Each of these experts stressed the importance of resilience – the ability of the electrical infrastructure to quickly respond to cyber, terrorist and weather induced attack. Cauley also said the interconnected grid throughout the US and Canada created challenges to protecting the grid from cyber-attack due to issues related to information sharing and analysis.

Dr. Sovacool, a highly regarded researcher and industry advisor with specialized expertise in energy policy and energy security, particularly dealing with the costs and benefits of electric power systems, provided testimony regarding a 500 kV transmission line in Virginia. In his testimony, Dr. Sovacool demonstrated how long-distance transmission reduces the stability of the electric grid. He concluded, “The proposed project should be rejected on grounds that it fails to provide substantial reliability and security as defined by (the utility) Dominion itself. Instead, the proposed line increases the vulnerability of Virginia and the National Capital Area to critical national security threats.”

Dominion — one of the nation’s largest producers and transporters of energy, which serves electrical needs for customers in Virginia, West Virginia, Ohio and North Carolina — received permission to construct this project connecting Meadow Brook to Loudoun. The $243 million, 65-mile long overhead transmission line was placed in service in mid-2011. On June 29, 2012, more than a million customers in DC, Virginia and Maryland suffered mass power outoutages due to “derecho” storms. The area’s electrical grid was slow to recover.

The August 14, 2003 rolling blackout of the East Coast was, at the time, the second most wide-spread blackout in history, affecting 40 million people in eight U.S. states and Canada with an estimated cost of $6 billion. The blackout was triggered by a power surge that affected the transmission grid. The tools in place to analyze the “what ifs” didn’t do their job and the appropriate people didn’t understand the issue was theirs until their own lights went off. By then, an uncontrollable cascading failure was under way and it was too late for human intervention to save the grid.

After running thousands of simulations, researchers at the University of Albany and the National Renewable Energy Laboratory determined that had distributed solar photo-voltaic (PV) facilities been operating on August 14, the 2003 blackout most likely would have been avoided. The researchers noted that the indirect cause of peak demand on that day—hot temperatures and greater air conditioning loads—are also the best source for solar PV generation. The ability to off-set spikes in demand through distributed generation and load management – the ability by utilities to shed electric demand for a short, manageable time — remains increasingly relevant today for ensuring reliability.

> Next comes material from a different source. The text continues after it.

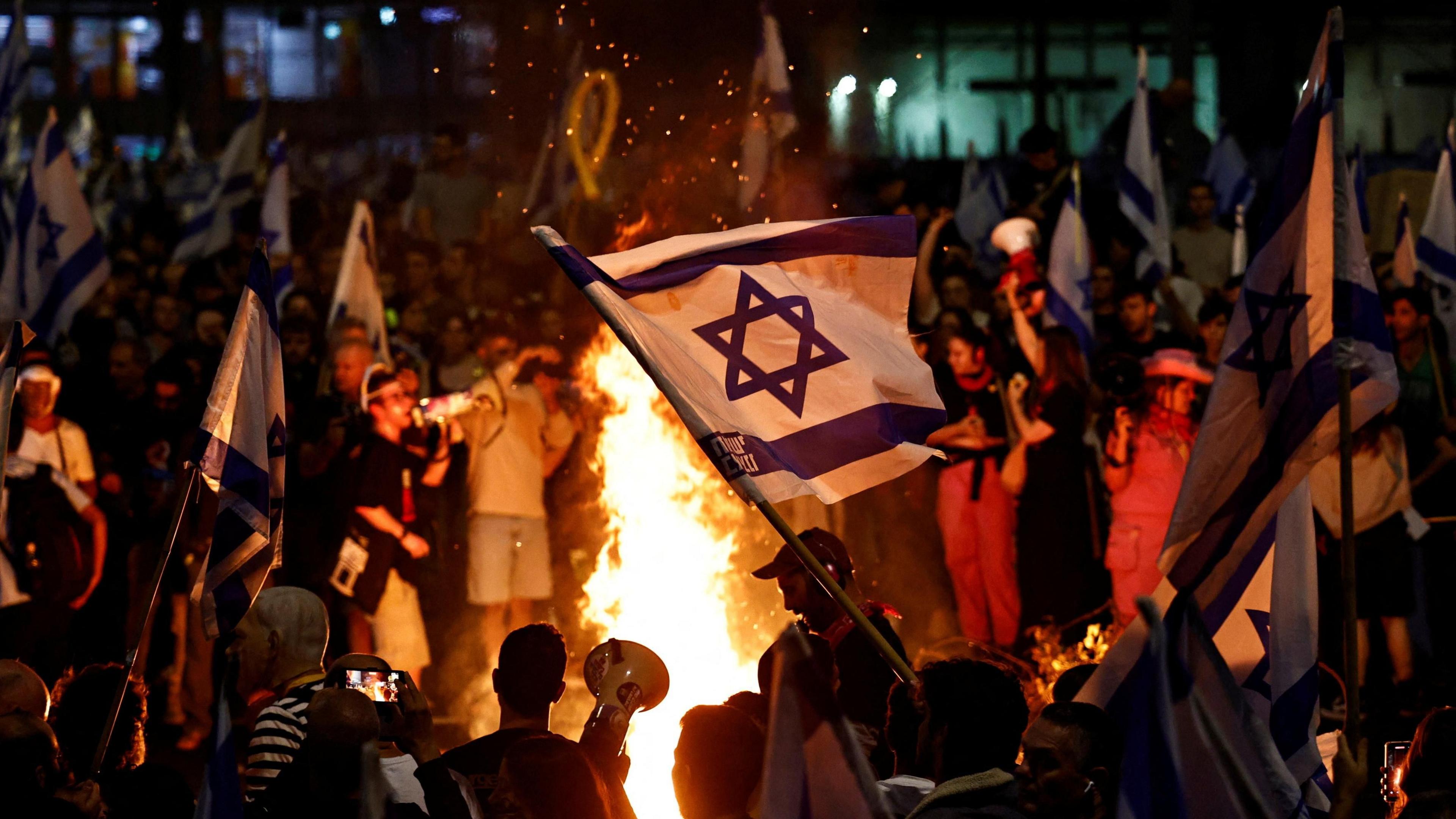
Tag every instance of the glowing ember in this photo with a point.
(663, 576)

In 2005, Congress put in place financial incentives to improve existing transmission to prevent future blackouts. Since then, most of the funding has been diverted to new transmission and, in 2011, the US experienced another significant black-out. In reviewing the cause of the September 28, 2011 blackout (ed.-in San Diego and beyond), which affected up to 5 million people in California, Arizona and Mexico, NERC and FERC found “common underlying causes” to the 2003 East Coast black-out. The power loss should have been limited to the Yuma, Arizona, area but, according to the power company, Arizona Public Service, “…an employee was just switching out a piece of equipment that was problematic.”

This clearly indicates that transmission incentives have not produced a corresponding increase in reliability that would prevent future blackouts, as Congress intended. Despite this, building more and more interconnected transmission is rampant. $170 billion in new transmission is planned nationally between now and 2020. In Wisconsin alone eight new high voltage lines are planned that will greatly increase inter-connection from Maine to the Dakotas.

CapX2020, a high voltage transmission line that is currently being contested, is planned to cross the Mississippi River at Alma, Wisconsin and end near La Crossse. CapX2020 was approved by the Wisconsin Public Service Commission (PSC) on May 30, 2012 despite testimony that it would create grid instability and congestion if a line to the east did not follow.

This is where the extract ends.